We're using black, isort, ruff, and type checkers -- terrific!
Lots of best practices in there.
It makes my life as maintainer / reviewer much easier.
middleware
We've gone pretty far down the "batteries included"
import sqlite3 path already.
But if you start a new project, consider accessing sqlite via
SqlAlchemy.
That's how I always do it, to preserve flexibility for
swapping in a postgres backend as a project matures.
The sqlite quirk about not enforcing FK by default is something
my code simply never has to worry about.
It turns out that is due to SqlAlchemy issuing
PRAGMA foreign_keys = ON; behind the scenes,
so I can get on with standard SQL semantics in the usual way.
Additionally your IDE can offer better support for column renames
and indenting of queries when we inherit from Base and
use the ORM to create queries.
And declaring / verifying types such as INTEGER or BOOL is much
more pleasant in that setting.
Your Sqlite3FK context manager is nice enough.
No need to implement that functionality if you have
a SqlAlchemy session at your disposal, which already
attends to those same tasks.
No need to document or test a new class,
when a well documented and tested library offering the same features
is already available.
Also, prefer to shorten each call site by doing the usual
from pathlib import Path.
No need to see that verbose "pathlib" mentioned by each call.
Similarly for strftime() and now().
Kudos for making the ctor set the connection to None,
so we have an easily read "table of contents" of the valid attributes.
maintenance chores
I feel one of the more predictable maintenance tasks that will
crop up over this project's lifetime is "add column".

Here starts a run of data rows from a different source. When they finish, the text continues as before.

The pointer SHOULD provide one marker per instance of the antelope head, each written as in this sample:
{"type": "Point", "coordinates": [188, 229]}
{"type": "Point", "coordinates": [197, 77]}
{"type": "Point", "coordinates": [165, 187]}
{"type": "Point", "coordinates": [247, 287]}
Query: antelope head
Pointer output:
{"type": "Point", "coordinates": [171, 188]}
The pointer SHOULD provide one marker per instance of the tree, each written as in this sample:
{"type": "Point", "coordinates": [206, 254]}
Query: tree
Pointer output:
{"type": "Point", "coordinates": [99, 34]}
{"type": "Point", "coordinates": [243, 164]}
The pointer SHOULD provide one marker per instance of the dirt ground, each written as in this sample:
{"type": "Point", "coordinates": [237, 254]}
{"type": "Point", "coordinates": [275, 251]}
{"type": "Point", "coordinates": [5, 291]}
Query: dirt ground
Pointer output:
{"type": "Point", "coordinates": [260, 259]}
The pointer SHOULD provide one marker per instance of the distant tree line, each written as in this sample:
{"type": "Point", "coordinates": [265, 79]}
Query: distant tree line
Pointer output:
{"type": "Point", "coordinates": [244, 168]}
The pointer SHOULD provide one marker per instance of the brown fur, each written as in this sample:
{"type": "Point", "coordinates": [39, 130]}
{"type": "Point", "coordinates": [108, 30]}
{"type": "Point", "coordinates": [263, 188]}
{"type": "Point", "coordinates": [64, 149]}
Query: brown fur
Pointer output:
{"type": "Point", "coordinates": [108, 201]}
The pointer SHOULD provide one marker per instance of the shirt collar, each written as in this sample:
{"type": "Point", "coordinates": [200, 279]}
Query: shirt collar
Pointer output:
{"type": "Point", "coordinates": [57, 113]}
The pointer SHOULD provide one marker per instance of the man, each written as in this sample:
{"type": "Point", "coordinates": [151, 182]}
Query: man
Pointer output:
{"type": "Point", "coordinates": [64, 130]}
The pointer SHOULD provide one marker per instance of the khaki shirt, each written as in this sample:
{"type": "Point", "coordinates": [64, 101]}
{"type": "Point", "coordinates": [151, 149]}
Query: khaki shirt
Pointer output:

There's a bunch of places in the OP codebase where column names
and types are listed.
They're not all consolidated in one place, within a screenful or
two of code.
It seems like, with the current structure,
{add, rename, delete} column tasks will be less pleasant
than they might have been,
and the existing unit tests might not reliably expose
remaining "to-do" methods that should be updated with a new column name.
constructor conveniences
This is very nice, as it supports concise calls from the app layer:
def __init__(self, db_path: str | pathlib.Path) -> None:
However, I feel this is a regrettable type:
_db_path: str | pathlib.Path
Better to assign self._db_path = Path(db_path).
Note that if p is already a Path, then Path(p) simply returns p,
with no harm done.
Also, having a _db_path attribute at the class level and the instance level
seems bad. Prefer to keep track of it strictly at the instance level.
This is fine: _CREATE_HASH_ARCHIVES: str = """CREATE TABLE ...
But I can't imagine there's a need to annotate that constant.
I mean, surely pyright and mypy infer str on their own, right,
without needing a hint?
boolean column
Consider renaming to is_deleted, for consistency with is_dir.
And consider requiring NOT NULL.
Also, if you ever need to pass a security audit I predict that password column
will be trouble.
many COMMITs
.save() does a tiny amount of work, on one row, and immediately issues a COMMIT.
It appears to me that an app might plausibly loop over many entries,
doing a .save() on each of them.
In the interest of speed,
consider making caller (or caller's context manager) responsible
for issuing COMMIT.
Consider offering a vector based Public API,
where you accept a list of entries.
debugs
Now that the code is mature enough for review,
consider deleting the various _ = ... assignments.
They usually begin with
_ = cur.execute( ...,
and seem to be there to support single-step inspection within a debugger.
timezone
The _now() helper returns a "%Y-%m-%d %H:%M:%S" string which omits timezone.
Consider tacking on a 4-digit " +ZZZZ" suffix.
Alternatively, document that it returns a UTC timestamp.
The OP code uses the local timezone setting when producing a timestamp,
but there's no docstring that warns about the result's ambiguity.
If we serialize such a timestamp, say to an RDBMS,
we should also serialize the zone offset, or document that the offset is zero.
That way some future reader can deserialize it and know
which instant in time it corresponds to.
"optional" helper
Expressions like fe.algo.value if fe.algo is not None else None
crop up in a few places.
Consider introducing a trivial helper
that allows you to simplify each call site, making it more concise.
possible None
_fill_archive() does this:
arch.deleted = bool(cast(int, row["deleted"]))
Recommend you precede that with assert arch.
The pyright type checker seems to believe
the archive record can be None at that point.